The talents of both creators are offset by drawbacks, but while there’s been distinct improvement to Defali’s art since he began drawing Assassin’s Creed, the same doesn’t apply to Corbeyran’s writing. He constantly has his cast explaining for the audience’s benefit, is hamfisted when it comes to attempts at romance, and he’ll have people make impossible deductions. Two of these concern a shard broken from the hilt of a dagger, from which allegiance is extrapolated, and later a character has eyesight good enough to spot the dagger the shard came from at night and from a distance. Thankfully other aspects of Corbeyran’s plotting are better. He makes good use of some people’s ability to experience the lives of their ancestors, deals well with repeated betrayal, and comes up with an interesting variation on the machine allowing earlier lives to be experienced.
Defali’s strengths are design and scenery, and they carry these stories a long way, because no matter how many pages of explanation from Corbeyran interrupt, the needs of viewing the past ensure we’re never too far away from another sumptuous scene. The sample art is the opening page, filled with detail and reflecting the game as the Assassin makes his way through town unseen. Defali’s also good with technology, but people are his weakness. They’re nowhere near as poorly drawn as in the opening graphic novels, and the really dodgy looking figure is now the exception instead of the norm, but when the page is turned to arrive at one of these, a wince still occurs.
Hawk is meant to be suave and idealised, yet never convinces as such, but as long as Corbeyran steers him away from women he works as a wooden action hero.
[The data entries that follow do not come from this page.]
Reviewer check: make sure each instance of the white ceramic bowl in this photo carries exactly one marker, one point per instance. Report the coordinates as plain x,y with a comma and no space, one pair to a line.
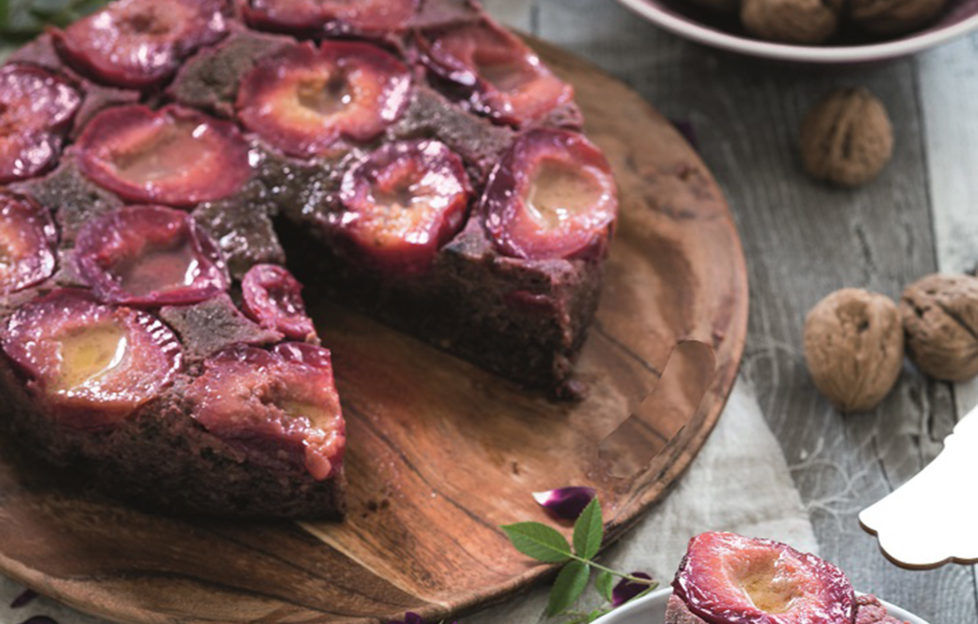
651,609
961,17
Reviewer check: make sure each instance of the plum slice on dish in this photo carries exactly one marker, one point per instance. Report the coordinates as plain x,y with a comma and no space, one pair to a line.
305,99
174,156
280,403
94,364
335,17
551,196
503,76
27,239
729,579
149,255
140,43
402,203
36,111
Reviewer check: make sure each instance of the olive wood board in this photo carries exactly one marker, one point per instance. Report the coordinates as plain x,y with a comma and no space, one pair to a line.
441,453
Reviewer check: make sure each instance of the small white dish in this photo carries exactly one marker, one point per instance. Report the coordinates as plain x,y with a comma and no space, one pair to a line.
651,609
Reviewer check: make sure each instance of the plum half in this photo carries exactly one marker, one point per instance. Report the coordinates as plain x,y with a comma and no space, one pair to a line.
149,255
140,43
729,579
551,196
94,364
27,239
334,17
304,99
280,403
503,76
402,203
36,111
174,156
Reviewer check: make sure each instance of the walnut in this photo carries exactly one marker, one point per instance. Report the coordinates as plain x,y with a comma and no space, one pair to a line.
790,21
940,318
893,17
847,138
854,348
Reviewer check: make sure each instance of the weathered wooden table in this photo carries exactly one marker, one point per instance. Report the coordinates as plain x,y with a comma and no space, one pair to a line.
803,240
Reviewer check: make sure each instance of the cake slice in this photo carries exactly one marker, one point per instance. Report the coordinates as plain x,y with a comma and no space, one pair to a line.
729,579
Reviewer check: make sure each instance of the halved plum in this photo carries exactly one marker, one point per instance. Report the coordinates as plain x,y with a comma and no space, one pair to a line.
402,203
94,364
551,196
140,43
174,156
36,111
305,99
506,79
335,17
149,255
273,298
729,579
281,404
27,239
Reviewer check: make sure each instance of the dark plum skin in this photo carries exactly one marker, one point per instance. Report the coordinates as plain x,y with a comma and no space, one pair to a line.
91,364
333,17
273,299
149,256
140,43
551,196
402,203
277,402
27,239
503,76
729,579
174,156
305,99
37,108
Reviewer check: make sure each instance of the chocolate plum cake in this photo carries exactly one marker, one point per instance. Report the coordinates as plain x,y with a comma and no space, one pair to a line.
729,579
418,162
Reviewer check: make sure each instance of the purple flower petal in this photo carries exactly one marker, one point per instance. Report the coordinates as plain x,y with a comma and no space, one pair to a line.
565,503
25,597
625,590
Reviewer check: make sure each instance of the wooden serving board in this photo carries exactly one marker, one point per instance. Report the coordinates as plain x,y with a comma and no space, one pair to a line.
441,453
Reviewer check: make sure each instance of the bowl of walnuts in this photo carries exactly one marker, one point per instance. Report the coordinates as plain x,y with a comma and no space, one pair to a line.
814,31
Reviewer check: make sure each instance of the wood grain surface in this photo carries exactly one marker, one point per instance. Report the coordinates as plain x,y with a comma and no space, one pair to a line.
441,453
803,240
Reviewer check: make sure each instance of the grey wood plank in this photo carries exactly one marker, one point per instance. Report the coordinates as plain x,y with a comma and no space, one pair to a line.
802,241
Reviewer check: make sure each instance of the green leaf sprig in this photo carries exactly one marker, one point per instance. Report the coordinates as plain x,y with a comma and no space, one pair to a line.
546,544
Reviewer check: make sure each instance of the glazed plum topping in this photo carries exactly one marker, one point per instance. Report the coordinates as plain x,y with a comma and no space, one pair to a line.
27,239
729,579
507,80
337,17
552,196
149,255
174,156
402,203
36,110
140,43
305,99
278,403
273,299
94,364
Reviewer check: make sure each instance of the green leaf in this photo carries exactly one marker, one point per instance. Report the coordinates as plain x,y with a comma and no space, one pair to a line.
568,587
539,541
604,582
589,530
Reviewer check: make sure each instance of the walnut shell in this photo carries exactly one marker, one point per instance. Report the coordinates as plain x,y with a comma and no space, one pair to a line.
790,21
893,17
854,348
940,318
847,138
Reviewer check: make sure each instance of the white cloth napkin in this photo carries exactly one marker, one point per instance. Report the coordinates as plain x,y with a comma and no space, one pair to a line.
739,482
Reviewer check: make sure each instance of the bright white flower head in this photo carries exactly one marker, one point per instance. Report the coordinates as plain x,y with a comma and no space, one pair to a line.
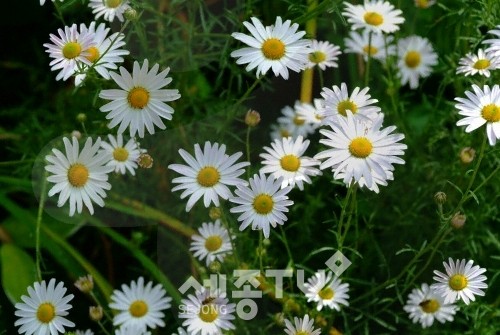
212,243
285,159
337,102
70,50
327,290
462,281
263,204
479,108
278,47
375,15
480,63
207,313
122,157
291,121
208,174
303,326
424,306
424,3
416,58
494,43
131,330
359,43
312,114
140,305
105,52
78,176
43,309
109,9
140,103
361,151
323,54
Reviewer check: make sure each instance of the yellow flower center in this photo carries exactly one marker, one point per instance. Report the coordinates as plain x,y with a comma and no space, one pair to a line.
208,313
412,59
491,113
93,54
346,105
46,312
71,50
290,163
317,57
78,174
138,97
373,18
208,176
138,308
273,48
326,293
285,133
360,147
481,64
370,50
263,203
298,121
120,154
113,3
429,306
458,282
213,243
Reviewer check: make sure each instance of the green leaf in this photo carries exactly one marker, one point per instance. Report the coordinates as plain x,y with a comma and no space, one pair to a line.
18,271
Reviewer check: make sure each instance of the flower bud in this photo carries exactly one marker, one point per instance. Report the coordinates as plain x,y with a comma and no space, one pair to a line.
95,313
467,155
440,198
85,284
458,220
252,118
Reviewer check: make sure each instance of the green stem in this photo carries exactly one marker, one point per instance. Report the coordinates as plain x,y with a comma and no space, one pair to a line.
38,225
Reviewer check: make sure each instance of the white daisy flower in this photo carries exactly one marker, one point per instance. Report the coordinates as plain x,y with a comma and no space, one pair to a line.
280,130
480,107
78,176
285,159
424,306
375,15
109,9
312,114
480,63
327,290
207,313
294,123
323,55
416,57
69,49
337,102
424,3
303,326
42,2
278,47
84,332
358,151
212,243
461,281
105,52
359,43
140,306
122,157
140,101
131,330
262,204
43,309
208,174
494,43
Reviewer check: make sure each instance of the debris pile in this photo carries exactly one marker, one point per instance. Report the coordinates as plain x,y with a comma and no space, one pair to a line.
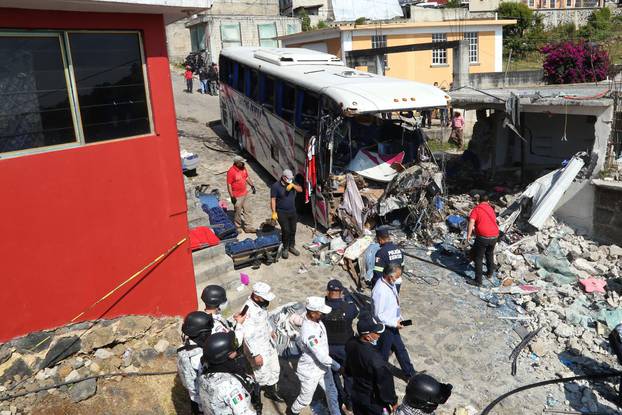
124,345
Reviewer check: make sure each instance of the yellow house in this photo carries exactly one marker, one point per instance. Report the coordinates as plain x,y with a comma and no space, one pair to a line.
485,46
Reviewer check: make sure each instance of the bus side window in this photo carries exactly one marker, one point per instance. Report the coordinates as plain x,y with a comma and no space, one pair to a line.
254,86
268,93
289,103
307,111
247,81
236,77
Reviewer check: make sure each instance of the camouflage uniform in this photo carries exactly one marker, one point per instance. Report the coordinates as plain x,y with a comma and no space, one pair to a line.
223,394
257,333
315,367
222,325
189,368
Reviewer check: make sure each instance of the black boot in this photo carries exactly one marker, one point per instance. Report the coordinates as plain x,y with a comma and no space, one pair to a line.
271,392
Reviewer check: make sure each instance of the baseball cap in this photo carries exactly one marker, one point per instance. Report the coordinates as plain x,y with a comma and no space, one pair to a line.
368,325
287,173
334,285
263,290
317,304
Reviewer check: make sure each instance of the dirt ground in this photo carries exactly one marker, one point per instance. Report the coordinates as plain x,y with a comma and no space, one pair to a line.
455,336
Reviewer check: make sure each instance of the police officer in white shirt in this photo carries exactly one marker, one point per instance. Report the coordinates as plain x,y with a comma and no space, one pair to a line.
315,366
259,345
386,302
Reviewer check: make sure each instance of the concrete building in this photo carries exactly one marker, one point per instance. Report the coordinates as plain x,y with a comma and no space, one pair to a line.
239,23
556,122
317,10
485,38
94,205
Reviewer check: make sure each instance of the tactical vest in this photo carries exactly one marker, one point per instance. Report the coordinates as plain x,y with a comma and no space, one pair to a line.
338,328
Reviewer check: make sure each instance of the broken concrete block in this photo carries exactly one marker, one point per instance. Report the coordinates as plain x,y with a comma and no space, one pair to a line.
615,251
83,390
564,330
103,354
161,346
62,349
585,265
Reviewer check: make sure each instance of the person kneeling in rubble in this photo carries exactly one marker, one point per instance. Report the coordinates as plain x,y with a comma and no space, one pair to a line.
483,221
423,395
196,328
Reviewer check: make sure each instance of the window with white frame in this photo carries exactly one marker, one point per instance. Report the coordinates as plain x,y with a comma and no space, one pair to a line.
267,34
472,38
230,35
291,28
380,41
48,104
439,56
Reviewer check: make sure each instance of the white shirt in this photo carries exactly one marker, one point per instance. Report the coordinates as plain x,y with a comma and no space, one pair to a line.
386,303
314,344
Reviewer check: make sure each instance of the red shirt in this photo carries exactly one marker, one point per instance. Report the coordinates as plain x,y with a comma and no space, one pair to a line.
237,179
485,220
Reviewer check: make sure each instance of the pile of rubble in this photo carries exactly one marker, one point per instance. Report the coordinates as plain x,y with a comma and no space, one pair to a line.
125,345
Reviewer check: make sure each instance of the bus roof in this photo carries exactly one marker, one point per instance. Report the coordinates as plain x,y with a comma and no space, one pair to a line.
322,73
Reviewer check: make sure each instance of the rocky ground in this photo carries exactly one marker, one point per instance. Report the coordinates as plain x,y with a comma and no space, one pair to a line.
461,335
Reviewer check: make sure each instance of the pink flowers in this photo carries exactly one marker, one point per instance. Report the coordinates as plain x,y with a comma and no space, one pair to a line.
569,63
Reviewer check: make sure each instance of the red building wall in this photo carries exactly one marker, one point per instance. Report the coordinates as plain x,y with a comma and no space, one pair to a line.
76,223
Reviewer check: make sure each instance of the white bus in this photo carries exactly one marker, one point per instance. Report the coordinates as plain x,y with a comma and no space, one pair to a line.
306,111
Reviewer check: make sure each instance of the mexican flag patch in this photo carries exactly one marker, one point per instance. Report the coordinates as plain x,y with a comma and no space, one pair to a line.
313,341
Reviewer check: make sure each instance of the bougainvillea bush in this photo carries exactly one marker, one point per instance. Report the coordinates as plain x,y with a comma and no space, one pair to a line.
570,63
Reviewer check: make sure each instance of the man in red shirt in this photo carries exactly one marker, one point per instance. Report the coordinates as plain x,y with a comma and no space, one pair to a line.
237,178
484,221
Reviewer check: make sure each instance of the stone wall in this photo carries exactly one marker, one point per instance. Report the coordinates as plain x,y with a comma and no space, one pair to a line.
501,79
608,213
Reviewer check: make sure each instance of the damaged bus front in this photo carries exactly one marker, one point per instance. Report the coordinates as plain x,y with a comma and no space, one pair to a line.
306,111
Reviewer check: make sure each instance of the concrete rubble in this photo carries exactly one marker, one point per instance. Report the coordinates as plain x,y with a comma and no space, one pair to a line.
81,350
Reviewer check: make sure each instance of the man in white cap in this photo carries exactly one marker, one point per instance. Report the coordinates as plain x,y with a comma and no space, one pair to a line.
258,341
283,204
315,365
237,181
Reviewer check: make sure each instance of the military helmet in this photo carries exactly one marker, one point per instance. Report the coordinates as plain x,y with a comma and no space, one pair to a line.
217,347
213,295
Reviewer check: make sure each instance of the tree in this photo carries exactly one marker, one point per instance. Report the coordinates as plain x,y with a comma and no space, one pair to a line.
569,62
525,36
599,25
305,20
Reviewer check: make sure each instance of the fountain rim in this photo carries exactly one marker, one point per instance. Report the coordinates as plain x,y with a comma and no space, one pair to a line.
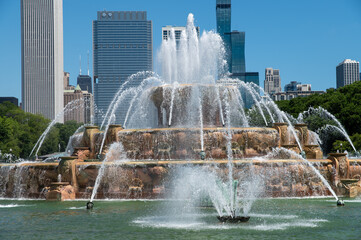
184,129
194,84
337,154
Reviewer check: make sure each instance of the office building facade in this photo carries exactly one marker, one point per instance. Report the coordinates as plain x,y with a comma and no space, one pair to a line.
347,72
85,83
81,109
122,46
272,82
224,18
291,87
234,41
238,59
42,57
167,31
13,100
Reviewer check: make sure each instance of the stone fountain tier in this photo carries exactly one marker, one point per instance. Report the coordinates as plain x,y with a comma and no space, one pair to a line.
186,96
185,143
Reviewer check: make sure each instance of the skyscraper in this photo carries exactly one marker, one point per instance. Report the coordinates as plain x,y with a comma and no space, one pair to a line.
238,61
234,41
224,17
42,57
166,32
272,82
122,46
347,72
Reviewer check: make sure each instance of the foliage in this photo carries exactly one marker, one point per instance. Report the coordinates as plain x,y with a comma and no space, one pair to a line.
344,103
19,132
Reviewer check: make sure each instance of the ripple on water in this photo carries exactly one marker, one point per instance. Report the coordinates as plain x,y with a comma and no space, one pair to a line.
13,205
197,224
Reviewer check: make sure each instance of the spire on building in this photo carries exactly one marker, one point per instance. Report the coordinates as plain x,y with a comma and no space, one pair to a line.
79,64
88,63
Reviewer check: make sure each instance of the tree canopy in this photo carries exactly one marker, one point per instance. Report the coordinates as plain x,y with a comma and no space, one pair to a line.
19,132
344,103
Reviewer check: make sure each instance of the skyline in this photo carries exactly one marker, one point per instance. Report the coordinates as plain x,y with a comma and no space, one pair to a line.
306,43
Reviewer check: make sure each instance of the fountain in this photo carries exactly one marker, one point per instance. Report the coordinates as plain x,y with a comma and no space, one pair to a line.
188,137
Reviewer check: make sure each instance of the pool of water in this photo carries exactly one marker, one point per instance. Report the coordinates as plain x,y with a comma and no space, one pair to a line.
270,219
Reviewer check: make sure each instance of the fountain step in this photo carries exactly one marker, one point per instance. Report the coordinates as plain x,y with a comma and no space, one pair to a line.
230,219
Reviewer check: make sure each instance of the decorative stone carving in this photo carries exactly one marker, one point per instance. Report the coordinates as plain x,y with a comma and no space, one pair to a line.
282,129
303,129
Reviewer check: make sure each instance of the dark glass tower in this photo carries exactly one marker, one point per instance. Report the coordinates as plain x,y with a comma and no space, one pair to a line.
223,12
85,83
238,56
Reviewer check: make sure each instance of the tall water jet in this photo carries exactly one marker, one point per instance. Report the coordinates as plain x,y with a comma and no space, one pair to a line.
71,106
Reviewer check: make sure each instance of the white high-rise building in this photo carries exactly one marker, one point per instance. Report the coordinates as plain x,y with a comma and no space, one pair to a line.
347,72
167,31
42,57
272,82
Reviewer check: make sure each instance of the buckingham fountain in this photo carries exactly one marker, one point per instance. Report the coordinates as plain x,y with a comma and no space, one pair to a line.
189,137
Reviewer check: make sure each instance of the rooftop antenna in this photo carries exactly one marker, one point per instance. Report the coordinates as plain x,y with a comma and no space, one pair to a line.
88,63
79,64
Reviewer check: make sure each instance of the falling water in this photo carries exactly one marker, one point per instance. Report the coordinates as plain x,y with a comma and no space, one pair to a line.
131,78
71,106
115,154
175,85
201,122
220,104
229,153
342,132
134,91
324,181
326,113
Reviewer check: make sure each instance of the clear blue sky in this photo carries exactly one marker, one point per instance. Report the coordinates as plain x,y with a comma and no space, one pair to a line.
304,39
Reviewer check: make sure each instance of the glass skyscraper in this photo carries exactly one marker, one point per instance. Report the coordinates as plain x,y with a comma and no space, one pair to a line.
85,83
238,63
223,12
122,46
234,41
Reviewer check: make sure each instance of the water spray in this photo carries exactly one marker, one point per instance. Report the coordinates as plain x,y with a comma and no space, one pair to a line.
89,205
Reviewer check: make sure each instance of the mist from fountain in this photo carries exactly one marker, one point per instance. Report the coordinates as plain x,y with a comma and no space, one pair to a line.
324,113
134,91
71,106
294,155
131,78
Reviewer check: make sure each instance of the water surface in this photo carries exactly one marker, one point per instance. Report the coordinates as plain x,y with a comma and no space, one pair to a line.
270,219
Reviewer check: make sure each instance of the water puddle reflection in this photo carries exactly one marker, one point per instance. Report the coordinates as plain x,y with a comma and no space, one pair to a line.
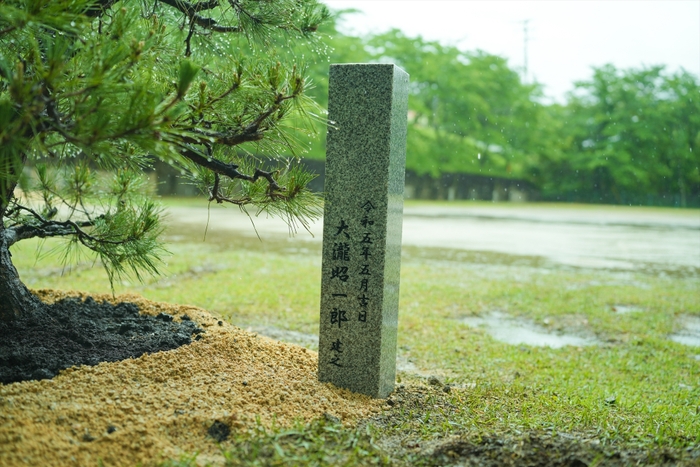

There’s a far greater likeability to El Cakr in fourteenth century Egypt, who has the easy rogueish charm Hawk aspires to, and his encounters are the more interesting aspects of the plot. In past and present the search is for the Sceptre of Aset, with both the Assassins and the Templars on the hunt. Corbeyran switches between their plans and the past well, and while some items in the earlier pages may seem entirely random, one being the robbery of an eye, their purpose is eventually revealed. Too many plot shortcuts, clumsy explanations and strange looking people mean The Hawk Trilogy isn’t the thriller it’s intended to be, but it’s a step up from The Ankh of Isis Trilogy.
Assassin’s Creed creators Ubisoft gave up on Corbeyran and Defali after this, and future graphic novels were the work of American creators. Start with The Fall and the The Chain.